My fear could be summarized as, “I am afraid I am not a real writer, I had only one book in me, I can write about someone dying but that’s all, and it’s time for me to pick up my pilot pens and my Rhodia notebook and put them in the cardboard box for Goodwill.” It’s fascinating how easily we minimize our gifts. There was once a little girl who didn’t engage in mental debates about whether she could or she couldn’t, she simply did. Where did she go?
Laura Munson, who created a safe space for me to find that little girl who simply did, led the retreat. The workshop was a well-designed learning experience and I should know because I’ve spent a Master’s degree and twenty years of my life designing adult learning experiences. When the least little thing isn’t well thought out it makes me a horrible participant. It makes me fidget. In this workshop, I never once fidgeted. Instead, I relaxed and wrote and so did everyone else. We wrote and put our hearts on the page. I recommend the Haven Writing Retreat to anyone who has ever dreamed of writing anything… a novel, some poems, a memoir, anything.
So, that is what I am going to do—write. For myself at first, to have fun with writing again. Since leaving the retreat I’ve already written a short story and I want to do more of that. It’s fun and I want more fun in my life. I won’t be posting the stories on this blog because I’m going to “chest my cards,” which is a term from bridge or poker that I learned at the retreat and it feels right for me right now. I do promise all ten (I think it’s ten, I have to check) of my remaining blog subscribers (an exodus occurred with the clothing posts) this: When I do put something together, some assemblage of writing, you’ll be able to have it for free, in gratitude for your fortitude. I know I will do this because I like to make things. I like to make things and hold them in my hands.
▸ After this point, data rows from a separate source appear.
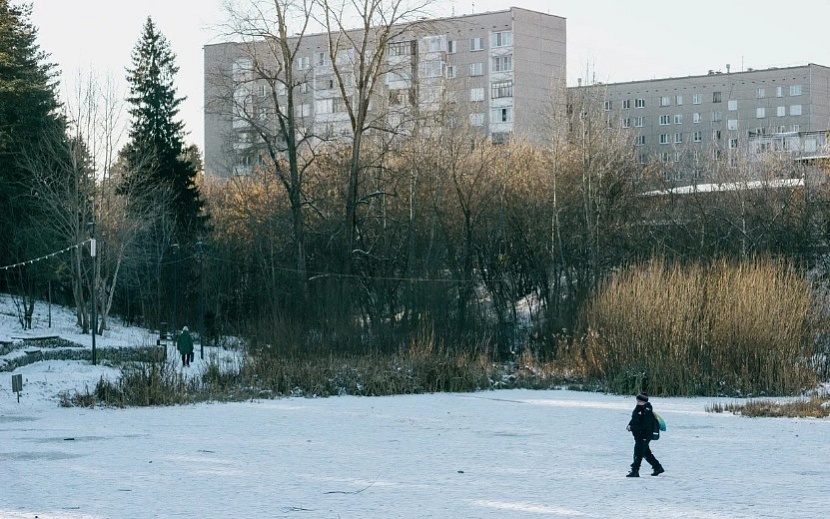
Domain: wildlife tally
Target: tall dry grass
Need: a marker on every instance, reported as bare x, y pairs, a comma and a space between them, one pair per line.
724, 328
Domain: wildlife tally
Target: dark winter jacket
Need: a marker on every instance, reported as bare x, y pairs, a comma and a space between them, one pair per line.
185, 343
642, 421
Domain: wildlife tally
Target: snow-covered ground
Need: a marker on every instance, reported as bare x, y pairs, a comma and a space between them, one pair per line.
516, 454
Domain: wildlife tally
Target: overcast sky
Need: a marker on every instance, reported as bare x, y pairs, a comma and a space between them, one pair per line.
608, 40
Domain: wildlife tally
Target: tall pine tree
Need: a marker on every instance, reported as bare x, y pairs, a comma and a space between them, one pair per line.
156, 155
28, 114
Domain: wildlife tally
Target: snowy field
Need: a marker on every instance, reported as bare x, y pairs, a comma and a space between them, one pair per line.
503, 454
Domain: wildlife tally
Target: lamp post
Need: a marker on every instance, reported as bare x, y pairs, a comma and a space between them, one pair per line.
201, 246
93, 294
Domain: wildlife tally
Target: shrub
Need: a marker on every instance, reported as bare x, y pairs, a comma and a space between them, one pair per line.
745, 329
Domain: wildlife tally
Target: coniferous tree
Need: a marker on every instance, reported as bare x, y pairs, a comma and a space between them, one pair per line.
156, 154
28, 112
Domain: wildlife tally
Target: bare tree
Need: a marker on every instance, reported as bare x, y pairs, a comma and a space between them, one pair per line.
264, 96
359, 62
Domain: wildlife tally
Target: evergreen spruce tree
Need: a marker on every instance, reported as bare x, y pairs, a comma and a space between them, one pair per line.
156, 155
28, 114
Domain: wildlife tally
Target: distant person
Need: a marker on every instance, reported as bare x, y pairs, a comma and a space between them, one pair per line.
641, 426
185, 346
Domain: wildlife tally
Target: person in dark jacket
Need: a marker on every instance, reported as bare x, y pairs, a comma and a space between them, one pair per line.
641, 426
185, 346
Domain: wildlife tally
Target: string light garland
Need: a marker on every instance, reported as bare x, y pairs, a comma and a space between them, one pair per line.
51, 255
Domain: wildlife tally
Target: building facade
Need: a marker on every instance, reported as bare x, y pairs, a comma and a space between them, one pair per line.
499, 70
684, 124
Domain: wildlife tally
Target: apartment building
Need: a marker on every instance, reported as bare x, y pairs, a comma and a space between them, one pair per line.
498, 69
683, 124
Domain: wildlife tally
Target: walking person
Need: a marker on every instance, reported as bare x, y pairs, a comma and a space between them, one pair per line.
185, 346
641, 426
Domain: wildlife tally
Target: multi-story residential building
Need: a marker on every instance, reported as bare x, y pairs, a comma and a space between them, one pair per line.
499, 70
684, 123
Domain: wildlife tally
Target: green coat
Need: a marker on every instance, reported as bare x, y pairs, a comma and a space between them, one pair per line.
185, 343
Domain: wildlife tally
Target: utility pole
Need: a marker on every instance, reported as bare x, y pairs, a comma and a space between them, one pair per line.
93, 291
201, 245
175, 248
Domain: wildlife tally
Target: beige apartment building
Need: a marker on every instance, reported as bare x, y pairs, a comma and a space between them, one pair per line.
499, 70
684, 123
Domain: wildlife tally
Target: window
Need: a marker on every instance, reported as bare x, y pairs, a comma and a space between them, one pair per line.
322, 59
432, 69
503, 63
501, 89
303, 110
324, 106
396, 97
400, 48
325, 83
432, 44
501, 115
501, 39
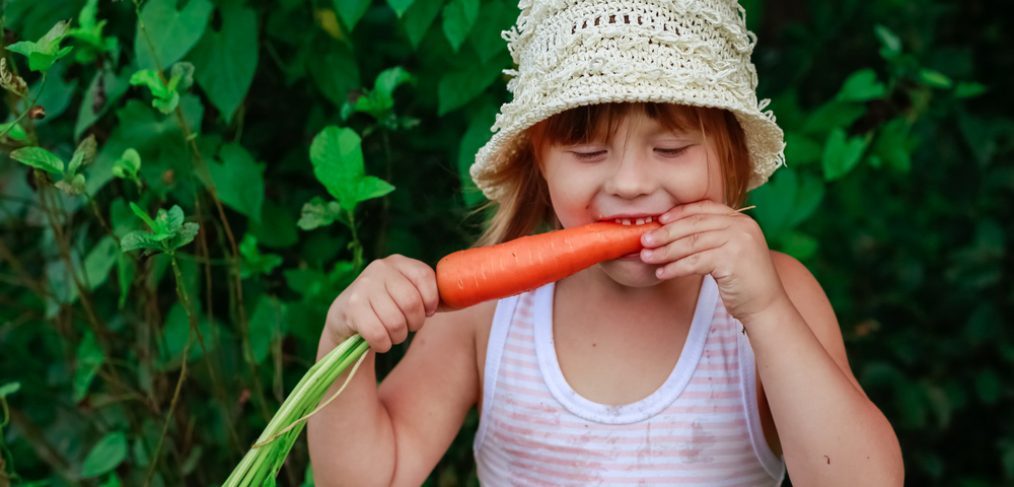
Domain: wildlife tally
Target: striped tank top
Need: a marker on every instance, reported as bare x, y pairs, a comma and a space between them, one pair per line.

In addition to the writing, I plan to revise my blog. It doesn’t fit me anymore. It needs new clothes.
What the blog did for me, and it is not to be underestimated, is provide an accountability mechanism. So, I plan to use the blog to hold myself accountable. But since there is no reason to inundate you with blog posts that say “I wrote for two hours this week,” I’m simply going to annotate the bottom of this post. That should prevent any email triggers yet still provide the accountability bonus. Fingers crossed.
Thanks for reading.
With my cards at my chest,
PS: At the retreat we each clarified why we write. My reason is this: I write to explore the wild and noble territory of the human heart and to leave behind a brave and honest map.